The only evidence for a time traveller that this was not the 18th century was that while the first hunt galloped for an extraordinary 57 miles, the recreation was restricted to 18 miles. That and the fleet of Range Rovers chasing (all in black, in case of doubt). From bullshots served by liveried flunkies in Charlton on the dot of 1pm, to caviar served at tea, this was no day out for Jeremy Corbyn. Servants were sent out after the original record-breaking hunt after dark to measure it – remembered forever as “the grand chase”.
But it was not all about horses. There have been claims that the hunt provided cover for certain aristos to plan the Jacobite rebellion.
The dinner dates back longer than the sell-by dates in the freezer of a dodgy corner shop: 1738. There the similarities end. This was attended less by people who owned their own houses than those who owned their own counties. It had 10 rules, rule eight being that the Duke could bring whoever he liked to the dinner. History does not relate if he would “scweam and scweam and scweam” if he was denied.
Charles II’s kids and every noble playboy went to Charlton, becoming THE place for young bucks scenting blood. The Duke of Monmouth suggested that “when” he was king, he should have his court at Charlton.
The hunt died out, the cost becoming prohibitive, the kennels converted. Whatever your view of hunting, the revival provided a remarkable rural cavalcade back in time.
Tatler has declared the inaugural Duchess of Richmond’s Chase at Goodwood Britain’s smartest point-to-point. The wonderfully-named Sophia Money-Coutts recorded proceedings – with Lord and Lady Rothermere, Lord and Lady Mancroft, Guy and Lizzie Pelly, Otis Ferry and Rory Guinness present. Here is an extract of her report:
The Richmond flag was fluttering above Goodwood House, but there was commotion on the lawn, where a team were trying to manoeuvre a bright-orange horsebox. Not any old horsebox; a liveried Hermès horsebox dispensing Champagne and silk hats. Ramp lowered, it bustled with uniformed bar staff. Meanwhile, in front of the house, 17 amateur jockeys were gathering.
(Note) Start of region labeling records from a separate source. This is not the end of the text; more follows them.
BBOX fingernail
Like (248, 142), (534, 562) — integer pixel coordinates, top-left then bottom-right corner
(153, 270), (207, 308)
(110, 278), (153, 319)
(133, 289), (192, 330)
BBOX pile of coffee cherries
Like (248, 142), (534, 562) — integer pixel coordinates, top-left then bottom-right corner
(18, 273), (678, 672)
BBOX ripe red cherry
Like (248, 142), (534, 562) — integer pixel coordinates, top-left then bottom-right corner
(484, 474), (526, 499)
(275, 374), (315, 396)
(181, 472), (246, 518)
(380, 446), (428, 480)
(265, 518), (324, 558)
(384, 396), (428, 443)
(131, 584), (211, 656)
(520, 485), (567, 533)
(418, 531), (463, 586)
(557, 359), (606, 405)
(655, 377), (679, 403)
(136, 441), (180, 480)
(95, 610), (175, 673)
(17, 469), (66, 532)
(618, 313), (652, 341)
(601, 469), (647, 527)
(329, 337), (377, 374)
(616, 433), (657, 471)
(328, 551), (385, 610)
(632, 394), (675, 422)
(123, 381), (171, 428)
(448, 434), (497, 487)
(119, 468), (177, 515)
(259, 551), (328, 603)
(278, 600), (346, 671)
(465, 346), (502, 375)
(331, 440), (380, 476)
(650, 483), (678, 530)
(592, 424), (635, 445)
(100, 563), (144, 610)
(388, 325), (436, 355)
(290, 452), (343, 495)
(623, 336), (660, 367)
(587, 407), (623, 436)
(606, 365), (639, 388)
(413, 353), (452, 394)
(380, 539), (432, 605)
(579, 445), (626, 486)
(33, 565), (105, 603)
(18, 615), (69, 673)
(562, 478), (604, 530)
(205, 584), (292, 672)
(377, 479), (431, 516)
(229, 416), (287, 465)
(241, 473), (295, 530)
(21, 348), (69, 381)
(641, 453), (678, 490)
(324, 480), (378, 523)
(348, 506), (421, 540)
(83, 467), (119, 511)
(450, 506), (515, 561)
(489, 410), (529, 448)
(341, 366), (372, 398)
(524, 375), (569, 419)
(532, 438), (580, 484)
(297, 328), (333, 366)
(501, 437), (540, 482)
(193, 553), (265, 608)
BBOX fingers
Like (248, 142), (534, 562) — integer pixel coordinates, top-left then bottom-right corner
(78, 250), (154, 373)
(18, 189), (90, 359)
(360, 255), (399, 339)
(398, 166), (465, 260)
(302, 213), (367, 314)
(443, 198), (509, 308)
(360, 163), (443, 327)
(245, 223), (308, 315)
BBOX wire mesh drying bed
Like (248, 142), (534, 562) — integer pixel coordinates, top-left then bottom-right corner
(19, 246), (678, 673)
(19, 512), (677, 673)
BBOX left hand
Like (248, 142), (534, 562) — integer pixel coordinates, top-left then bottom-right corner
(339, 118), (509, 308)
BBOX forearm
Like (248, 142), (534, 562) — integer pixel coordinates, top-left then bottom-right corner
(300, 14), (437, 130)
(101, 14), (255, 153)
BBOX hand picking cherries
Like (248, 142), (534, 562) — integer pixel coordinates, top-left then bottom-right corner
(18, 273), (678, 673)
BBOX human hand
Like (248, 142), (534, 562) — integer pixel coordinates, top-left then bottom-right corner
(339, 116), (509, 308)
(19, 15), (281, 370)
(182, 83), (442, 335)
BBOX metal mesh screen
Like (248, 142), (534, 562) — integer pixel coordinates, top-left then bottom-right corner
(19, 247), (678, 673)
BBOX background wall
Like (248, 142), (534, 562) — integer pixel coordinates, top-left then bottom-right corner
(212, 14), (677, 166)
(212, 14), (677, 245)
Course walked, jockeys collected their personalised Hermès silks. And then they were off, racing down a sunlit valley, hands forward, expressions grim. “Tally-ho!” shouted spectators as the jockeys thundered past the house. The victor was Lord Onslow – looking dashing on his grey horse, Quolibet (“Desmond to his friends”). Joss Hanbury was second.
The Duchess of Richmond presented trophies with her son, the Earl of March and Kinrara, and Bertrand Michaud. “Churchill said Champagne should be dry, cold and free,” said Michaud to rowdy cheers, before Lord Onslow bounded up to collect his silver cup. “To see horses careering over the park again was a brilliant sight,” added Lord March.
Then it was back inside the house for a “light” lunch – while portraits of past dukes and duchesses of Richmond looked down approvingly. “I’ve got so much adrenalin coursing through my system I can’t eat a thing,” said Lord Onslow, fingering his trophy. “I won’t sleep for weeks.”